Signs and Symptoms
Squamous cell carcinoma is the second most common malignant eyelid neoplasm in the United States, after basal cell carcinoma.
It is most often encountered in elderly, fair-skinned individuals who have a history of chronic sun exposure. Patients presenting with this lesion may demonstrate a roughened scaly patch of tissue on or near the lid margin or in the canthal region. The area is typically red, elevated and nodular, with crusted and/or bloody margins. Often, patients describe this lesion as “a non-healing scab.” According to one study, the most common presentation involves nodular ulceration as the disease progresses, resulting in hemorrhagic or purulent discharge.
Squamous cell carcinoma in its early stages is easily confused with a multitude of other eyelid lesions, both malignant and benign. Some of these lesions include basal cell carcinoma, sebaceous gland carcinoma, follicular keratosis, actinic keratosis, seborrheic keratosis, and keratoacanthoma.
Rarely are patients with squamous cell carcinoma symptomatic, displaying only mild irritation in most cases. Acuity is not affected unless the lesion is so large as to obscure the visual axis.
Squamous cell carcinoma is a potentially invasive tumor derived from surface epithelium. In the early stages, the normal epithelial cells are replaced by atypical squamous cells throughout the epidermis, resulting in a loss of normal maturation. This stage is sometimes referred to as squamous cell carcinoma in situ. After the dysplastic squamous cells encroach beyond the borders of the basement membrane, the lesion is referred to as invasive squamous cell carcinoma.
While no single causative agent for the development of squamous cell carcinoma has been identified, it is clear that ultraviolet radiation is a substantial risk factor and demonstrates a distinct association with this disease. This is supported by the fact that the majority of squamous cell tumors arise on the lower lid margin and medial canthus, the two periocular areas most susceptible to sunlight exposure. Increasing age and northern European descent are two other commonly associated factors in patients with squamous cell carcinoma.

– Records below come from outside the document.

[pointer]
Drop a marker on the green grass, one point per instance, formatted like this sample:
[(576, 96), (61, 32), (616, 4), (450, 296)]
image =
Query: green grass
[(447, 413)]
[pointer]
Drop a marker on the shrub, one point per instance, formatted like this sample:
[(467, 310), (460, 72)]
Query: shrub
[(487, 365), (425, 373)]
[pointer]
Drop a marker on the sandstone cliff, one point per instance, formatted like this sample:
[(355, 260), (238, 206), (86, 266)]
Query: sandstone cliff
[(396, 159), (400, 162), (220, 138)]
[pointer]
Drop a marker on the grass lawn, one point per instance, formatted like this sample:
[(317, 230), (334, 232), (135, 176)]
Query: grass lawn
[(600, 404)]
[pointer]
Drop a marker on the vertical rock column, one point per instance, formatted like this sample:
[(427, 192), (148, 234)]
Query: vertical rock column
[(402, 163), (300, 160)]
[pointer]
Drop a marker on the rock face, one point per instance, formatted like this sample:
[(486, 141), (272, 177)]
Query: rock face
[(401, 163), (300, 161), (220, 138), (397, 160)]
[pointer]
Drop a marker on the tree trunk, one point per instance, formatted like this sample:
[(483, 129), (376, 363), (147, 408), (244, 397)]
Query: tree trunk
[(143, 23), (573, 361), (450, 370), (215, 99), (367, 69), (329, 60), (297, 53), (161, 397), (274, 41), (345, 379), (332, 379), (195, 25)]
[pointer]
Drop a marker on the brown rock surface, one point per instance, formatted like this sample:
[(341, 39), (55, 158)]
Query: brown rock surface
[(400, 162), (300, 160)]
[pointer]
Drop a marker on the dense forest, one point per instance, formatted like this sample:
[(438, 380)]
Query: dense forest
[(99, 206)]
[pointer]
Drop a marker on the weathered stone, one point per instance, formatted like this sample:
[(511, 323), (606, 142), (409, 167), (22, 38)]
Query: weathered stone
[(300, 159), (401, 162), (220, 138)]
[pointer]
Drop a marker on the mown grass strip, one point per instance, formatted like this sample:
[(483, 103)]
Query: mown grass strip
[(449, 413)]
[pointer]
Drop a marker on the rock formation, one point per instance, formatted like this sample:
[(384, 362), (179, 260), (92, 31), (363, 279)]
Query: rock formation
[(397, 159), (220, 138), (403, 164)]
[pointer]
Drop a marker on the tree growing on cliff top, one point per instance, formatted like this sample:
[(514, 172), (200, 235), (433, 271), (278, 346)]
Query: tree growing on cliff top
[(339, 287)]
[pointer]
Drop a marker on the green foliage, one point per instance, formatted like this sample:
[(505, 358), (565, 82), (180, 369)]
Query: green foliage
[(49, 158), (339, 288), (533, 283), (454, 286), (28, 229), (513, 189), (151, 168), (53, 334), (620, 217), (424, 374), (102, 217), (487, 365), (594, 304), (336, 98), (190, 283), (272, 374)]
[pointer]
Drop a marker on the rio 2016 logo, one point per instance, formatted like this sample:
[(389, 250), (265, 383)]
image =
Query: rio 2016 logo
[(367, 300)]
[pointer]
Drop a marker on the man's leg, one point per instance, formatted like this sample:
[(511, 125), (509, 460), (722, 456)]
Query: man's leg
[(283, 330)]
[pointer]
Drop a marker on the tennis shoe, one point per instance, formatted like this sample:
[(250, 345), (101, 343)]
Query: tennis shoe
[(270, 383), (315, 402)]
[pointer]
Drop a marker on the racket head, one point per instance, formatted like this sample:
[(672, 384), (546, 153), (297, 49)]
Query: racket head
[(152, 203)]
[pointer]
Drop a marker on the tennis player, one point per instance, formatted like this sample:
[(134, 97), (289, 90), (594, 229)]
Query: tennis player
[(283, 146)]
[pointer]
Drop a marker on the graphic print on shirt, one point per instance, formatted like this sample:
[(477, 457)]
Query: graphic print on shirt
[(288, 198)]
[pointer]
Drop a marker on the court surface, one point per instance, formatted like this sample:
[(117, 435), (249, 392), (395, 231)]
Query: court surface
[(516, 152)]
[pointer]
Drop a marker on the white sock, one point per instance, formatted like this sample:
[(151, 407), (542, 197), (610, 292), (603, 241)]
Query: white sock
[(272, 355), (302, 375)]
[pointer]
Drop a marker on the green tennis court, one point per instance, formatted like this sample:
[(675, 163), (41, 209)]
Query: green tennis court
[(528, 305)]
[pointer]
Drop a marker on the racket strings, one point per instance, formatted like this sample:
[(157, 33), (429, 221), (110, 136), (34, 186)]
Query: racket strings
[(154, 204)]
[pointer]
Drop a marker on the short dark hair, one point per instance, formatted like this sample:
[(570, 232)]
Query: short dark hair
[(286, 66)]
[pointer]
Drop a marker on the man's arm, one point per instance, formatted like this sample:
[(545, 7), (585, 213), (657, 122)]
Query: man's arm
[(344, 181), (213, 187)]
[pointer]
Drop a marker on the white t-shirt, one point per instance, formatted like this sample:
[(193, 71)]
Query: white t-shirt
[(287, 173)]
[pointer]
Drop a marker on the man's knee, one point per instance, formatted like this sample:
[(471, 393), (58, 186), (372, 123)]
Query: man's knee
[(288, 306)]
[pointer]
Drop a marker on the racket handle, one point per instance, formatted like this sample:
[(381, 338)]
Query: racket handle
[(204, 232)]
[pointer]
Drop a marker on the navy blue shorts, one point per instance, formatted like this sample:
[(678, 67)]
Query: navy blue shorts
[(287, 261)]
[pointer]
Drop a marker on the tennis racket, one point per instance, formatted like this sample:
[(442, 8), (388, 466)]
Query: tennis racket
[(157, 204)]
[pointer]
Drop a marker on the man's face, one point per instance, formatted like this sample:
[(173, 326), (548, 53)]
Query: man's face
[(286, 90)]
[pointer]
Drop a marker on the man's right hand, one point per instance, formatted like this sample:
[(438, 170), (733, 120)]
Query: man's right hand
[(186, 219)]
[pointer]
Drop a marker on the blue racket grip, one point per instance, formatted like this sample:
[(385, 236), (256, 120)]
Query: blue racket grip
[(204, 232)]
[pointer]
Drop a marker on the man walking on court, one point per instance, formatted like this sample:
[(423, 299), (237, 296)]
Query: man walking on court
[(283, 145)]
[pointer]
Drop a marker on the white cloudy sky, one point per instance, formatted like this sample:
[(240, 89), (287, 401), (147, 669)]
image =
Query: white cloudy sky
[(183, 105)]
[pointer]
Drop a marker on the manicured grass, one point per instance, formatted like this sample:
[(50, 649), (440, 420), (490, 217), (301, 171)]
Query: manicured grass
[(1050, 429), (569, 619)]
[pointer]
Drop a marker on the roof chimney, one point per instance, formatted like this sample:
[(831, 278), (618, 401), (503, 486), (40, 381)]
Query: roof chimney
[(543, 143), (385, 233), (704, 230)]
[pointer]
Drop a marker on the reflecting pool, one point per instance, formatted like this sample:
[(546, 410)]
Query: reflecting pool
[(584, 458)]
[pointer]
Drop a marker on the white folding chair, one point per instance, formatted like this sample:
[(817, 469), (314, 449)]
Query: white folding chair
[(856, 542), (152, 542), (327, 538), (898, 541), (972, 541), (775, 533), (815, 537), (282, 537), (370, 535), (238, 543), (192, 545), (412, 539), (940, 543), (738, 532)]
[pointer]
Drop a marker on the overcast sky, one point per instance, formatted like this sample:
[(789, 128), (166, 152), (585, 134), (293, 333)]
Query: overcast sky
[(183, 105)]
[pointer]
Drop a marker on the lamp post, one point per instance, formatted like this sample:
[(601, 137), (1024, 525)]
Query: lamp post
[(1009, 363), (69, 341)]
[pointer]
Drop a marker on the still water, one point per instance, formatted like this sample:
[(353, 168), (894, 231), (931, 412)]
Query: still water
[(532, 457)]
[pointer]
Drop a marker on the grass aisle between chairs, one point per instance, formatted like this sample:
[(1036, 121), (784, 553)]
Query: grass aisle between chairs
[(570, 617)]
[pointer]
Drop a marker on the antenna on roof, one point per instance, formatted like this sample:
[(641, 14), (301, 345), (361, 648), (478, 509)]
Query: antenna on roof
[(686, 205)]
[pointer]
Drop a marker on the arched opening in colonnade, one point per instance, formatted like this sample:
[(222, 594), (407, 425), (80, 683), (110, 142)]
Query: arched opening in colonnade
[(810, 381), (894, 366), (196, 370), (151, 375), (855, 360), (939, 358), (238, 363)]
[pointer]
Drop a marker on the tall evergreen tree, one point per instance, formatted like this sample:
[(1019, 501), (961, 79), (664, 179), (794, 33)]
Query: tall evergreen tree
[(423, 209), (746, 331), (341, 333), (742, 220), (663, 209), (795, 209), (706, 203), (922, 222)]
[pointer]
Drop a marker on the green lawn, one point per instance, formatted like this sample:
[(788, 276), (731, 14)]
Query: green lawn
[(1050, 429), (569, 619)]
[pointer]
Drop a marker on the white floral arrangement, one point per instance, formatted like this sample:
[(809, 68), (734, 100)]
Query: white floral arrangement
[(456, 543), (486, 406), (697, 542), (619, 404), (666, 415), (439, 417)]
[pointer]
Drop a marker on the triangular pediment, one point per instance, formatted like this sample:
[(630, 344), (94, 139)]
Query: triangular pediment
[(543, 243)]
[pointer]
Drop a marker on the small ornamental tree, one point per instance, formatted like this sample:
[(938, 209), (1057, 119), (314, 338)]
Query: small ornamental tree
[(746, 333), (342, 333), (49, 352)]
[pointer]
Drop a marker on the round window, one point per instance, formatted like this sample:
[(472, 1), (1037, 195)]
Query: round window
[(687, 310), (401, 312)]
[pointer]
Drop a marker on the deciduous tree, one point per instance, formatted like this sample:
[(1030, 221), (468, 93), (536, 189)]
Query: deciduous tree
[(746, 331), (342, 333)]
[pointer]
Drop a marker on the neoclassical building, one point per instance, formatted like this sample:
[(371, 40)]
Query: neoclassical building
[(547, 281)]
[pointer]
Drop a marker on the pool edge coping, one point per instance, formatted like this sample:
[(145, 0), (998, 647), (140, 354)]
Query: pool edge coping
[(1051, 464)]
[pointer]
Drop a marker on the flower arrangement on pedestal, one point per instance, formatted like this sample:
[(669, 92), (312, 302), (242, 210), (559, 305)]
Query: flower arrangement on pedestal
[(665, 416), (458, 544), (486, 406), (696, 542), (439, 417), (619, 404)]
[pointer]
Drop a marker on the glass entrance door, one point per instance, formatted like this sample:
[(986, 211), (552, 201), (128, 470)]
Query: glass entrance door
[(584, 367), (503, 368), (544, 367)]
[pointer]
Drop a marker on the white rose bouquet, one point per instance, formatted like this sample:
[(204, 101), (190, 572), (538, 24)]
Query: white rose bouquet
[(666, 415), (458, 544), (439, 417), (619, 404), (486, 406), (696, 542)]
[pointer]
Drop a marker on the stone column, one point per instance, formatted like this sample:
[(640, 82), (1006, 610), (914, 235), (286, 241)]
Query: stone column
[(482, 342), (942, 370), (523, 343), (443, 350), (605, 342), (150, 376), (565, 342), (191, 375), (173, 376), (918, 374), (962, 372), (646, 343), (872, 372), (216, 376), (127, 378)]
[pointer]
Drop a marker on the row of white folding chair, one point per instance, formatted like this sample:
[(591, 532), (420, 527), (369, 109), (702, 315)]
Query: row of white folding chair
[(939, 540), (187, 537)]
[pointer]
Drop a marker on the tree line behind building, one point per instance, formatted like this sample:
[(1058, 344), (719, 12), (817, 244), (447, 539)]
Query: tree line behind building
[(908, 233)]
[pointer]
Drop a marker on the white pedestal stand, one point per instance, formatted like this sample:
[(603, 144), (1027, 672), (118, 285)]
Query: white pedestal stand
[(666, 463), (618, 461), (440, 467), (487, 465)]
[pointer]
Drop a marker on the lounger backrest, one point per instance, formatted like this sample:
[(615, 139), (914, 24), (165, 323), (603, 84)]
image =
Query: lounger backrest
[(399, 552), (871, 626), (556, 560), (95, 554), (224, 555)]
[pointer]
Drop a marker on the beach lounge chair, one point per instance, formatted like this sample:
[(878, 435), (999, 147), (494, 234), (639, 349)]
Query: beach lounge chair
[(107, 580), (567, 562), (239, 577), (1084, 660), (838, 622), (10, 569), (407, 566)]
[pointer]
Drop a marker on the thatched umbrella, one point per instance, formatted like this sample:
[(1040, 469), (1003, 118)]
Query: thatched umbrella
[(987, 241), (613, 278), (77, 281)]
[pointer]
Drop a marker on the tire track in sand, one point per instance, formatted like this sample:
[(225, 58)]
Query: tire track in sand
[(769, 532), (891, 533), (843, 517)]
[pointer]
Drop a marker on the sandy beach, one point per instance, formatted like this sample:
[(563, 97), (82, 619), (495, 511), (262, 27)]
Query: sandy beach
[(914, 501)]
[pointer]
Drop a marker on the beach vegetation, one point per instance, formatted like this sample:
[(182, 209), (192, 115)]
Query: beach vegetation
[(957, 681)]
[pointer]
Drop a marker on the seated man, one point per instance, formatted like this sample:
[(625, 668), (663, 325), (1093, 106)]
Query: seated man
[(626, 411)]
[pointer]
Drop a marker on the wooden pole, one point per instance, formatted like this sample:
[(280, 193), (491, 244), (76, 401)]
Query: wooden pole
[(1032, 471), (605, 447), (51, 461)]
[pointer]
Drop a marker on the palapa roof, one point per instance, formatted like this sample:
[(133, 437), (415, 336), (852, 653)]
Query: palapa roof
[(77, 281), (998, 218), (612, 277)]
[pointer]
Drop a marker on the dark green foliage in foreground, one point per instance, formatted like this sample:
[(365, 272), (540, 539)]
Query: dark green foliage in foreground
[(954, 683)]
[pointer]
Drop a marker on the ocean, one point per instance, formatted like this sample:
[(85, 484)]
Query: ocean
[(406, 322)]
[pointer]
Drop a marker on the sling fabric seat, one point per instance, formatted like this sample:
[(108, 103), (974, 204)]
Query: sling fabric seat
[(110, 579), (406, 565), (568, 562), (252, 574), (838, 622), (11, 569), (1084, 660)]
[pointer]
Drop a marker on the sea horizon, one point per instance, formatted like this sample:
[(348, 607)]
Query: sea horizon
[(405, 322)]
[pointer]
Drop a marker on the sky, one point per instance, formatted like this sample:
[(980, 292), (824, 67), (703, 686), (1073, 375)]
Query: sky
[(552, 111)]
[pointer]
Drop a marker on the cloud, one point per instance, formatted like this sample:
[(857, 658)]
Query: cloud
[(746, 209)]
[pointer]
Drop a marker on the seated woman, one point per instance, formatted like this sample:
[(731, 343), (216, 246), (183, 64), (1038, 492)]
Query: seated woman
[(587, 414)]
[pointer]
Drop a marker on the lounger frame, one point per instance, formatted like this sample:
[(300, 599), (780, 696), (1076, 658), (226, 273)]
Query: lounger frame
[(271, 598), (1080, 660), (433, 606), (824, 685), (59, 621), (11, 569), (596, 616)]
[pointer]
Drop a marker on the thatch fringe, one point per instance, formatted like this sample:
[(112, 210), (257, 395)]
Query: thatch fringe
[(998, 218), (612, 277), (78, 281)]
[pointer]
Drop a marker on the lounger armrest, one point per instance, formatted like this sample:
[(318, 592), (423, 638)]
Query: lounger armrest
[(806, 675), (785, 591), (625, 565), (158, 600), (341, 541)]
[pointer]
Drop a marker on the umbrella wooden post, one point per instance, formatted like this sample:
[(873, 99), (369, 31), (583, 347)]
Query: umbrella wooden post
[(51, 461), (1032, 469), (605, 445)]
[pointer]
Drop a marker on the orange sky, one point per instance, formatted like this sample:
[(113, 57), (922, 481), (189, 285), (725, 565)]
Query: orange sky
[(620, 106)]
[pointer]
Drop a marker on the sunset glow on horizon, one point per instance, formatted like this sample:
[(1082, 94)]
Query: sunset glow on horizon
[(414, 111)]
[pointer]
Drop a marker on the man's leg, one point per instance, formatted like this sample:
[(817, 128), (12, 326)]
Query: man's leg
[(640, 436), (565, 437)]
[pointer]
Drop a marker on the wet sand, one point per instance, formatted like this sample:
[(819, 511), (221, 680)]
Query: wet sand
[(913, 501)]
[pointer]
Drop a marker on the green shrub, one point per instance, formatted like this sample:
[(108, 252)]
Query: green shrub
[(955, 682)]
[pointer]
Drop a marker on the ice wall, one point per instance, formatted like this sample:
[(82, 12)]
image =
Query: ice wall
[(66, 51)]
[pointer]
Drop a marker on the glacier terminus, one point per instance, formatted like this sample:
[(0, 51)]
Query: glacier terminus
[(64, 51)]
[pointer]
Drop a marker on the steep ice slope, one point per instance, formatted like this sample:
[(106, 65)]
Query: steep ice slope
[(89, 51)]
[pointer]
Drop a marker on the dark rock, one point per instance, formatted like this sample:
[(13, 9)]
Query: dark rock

The management of squamous cell carcinoma is virtually identical to that of basal cell carcinoma of the lid. These lesions may be treated with surgical excision, radiation therapy, chemotherapy, or cryotherapy. The preferred course for most cases is surgery, with broad margins to ensure complete removal. Frozen tissue sections of the tumor borders are evaluated intraoperatively to further assure that the lesion is excised completely (Mohs micrographic technique). This method offers the greatest success with the least incidence of recurrence. Local radiation and/or systemic chemotherapy may be used in managing squamous cell carcinoma when surgery is intolerable or refused by the patient. Both of these modalities carry significant side effects, and neither is as efficacious as surgical intervention. Cryotherapy has been used somewhat effectively for smaller tumors, but does not ensure complete tumor eradication, and therefore results in a high recurrence.
Squamous cell carcinoma represents approximately
5 percent of all eyelid malignancies. While this particular neoplasm does possess the ability to invade local tissues and metastasize to other organ systems, it is not a particularly aggressive tumor. Its rate of development is quite slow, and metastasis is exceedingly rare. Still, the potential for damage exists in cases where diagnosis and treatment are delayed.
Early biopsy is often the key to diagnosis. Suspicious lid lesions, which demonstrate irregular growth, changes in color or appearance, or discharge of a purulent or bloody nature should be biopsied to rule out cancerous entities. Confirmed malignancies should be referred promptly for treatment by an oculoplastics specialist or, where possible, an ocular oncologist.